The sum of the squares of three consecutive integers is 149. Find the integers.
I got 6,7,8 or -6,-7,-8
There's no reason why it would specifically be one or the other right? It could be either?
Thanks!!
correct
You're correct! The sum of the squares of three consecutive integers can indeed have two different solutions. In this case, both 6, 7, 8 and -6, -7, -8 are valid solutions.
To find these solutions, we can start by representing the three consecutive integers as n, n+1, and n+2.

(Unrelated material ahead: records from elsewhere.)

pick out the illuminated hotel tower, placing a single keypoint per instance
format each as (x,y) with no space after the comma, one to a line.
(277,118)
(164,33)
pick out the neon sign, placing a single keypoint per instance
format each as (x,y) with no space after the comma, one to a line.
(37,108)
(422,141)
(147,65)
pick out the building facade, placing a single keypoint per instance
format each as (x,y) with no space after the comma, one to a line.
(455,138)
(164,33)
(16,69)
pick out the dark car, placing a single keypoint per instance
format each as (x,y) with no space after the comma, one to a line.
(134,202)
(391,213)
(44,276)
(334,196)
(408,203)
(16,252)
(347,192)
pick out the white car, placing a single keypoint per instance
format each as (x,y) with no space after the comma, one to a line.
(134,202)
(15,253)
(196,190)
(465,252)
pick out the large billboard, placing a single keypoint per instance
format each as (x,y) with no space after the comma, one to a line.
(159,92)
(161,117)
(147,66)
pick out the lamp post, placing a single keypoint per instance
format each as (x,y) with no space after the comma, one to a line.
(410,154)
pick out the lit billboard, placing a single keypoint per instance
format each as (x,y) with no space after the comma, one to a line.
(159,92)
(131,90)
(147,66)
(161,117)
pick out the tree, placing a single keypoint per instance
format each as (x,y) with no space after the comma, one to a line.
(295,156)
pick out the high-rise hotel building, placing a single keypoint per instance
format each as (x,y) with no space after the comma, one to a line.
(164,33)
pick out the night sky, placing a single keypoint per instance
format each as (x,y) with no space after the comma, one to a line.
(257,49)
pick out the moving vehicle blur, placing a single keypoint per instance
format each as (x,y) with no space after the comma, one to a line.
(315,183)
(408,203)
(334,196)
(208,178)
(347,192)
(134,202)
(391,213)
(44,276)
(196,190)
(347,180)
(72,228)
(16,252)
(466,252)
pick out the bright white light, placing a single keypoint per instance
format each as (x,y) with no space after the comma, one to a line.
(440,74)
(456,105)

The sum of their squares can be written as:
n^2 + (n+1)^2 + (n+2)^2 = 149
Expanding the squares and simplifying the equation, we get:
n^2 + n^2 + 2n + 1 + n^2 + 4n + 4 = 149
Combining like terms, we have:
3n^2 + 6n + 5 = 149
Rearranging the equation, we get:
3n^2 + 6n - 144 = 0
Now we can solve this quadratic equation by factoring or using the quadratic formula. Factoring is a bit tricky here, so I'll use the quadratic formula:
n = (-b ± √(b^2 - 4ac)) / (2a)
For the given equation, a = 3, b = 6, and c = -144. Substituting these values into the formula, we have:
n = (-6 ± √(6^2 - 4 * 3 * -144)) / (2 * 3)
Simplifying further, we get:
n = (-6 ± √(36 + 1728)) / 6
n = (-6 ± √1764) / 6
n = (-6 ± 42) / 6
Now we have two possible values for n:
1) n = (-6 + 42) / 6 = 36 / 6 = 6
2) n = (-6 - 42) / 6 = -48 / 6 = -8
Substituting these values back into the original equation, we can find the corresponding consecutive integers:
1) If n = 6, then the consecutive integers are: 6, 6+1=7, and 6+2=8
2) If n = -8, then the consecutive integers are: -8, -8+1=-7, and -8+2=-6
Both sets of consecutive integers satisfy the condition of the sum of their squares being 149. Therefore, your solutions of 6, 7, 8 and -6, -7, -8 are correct!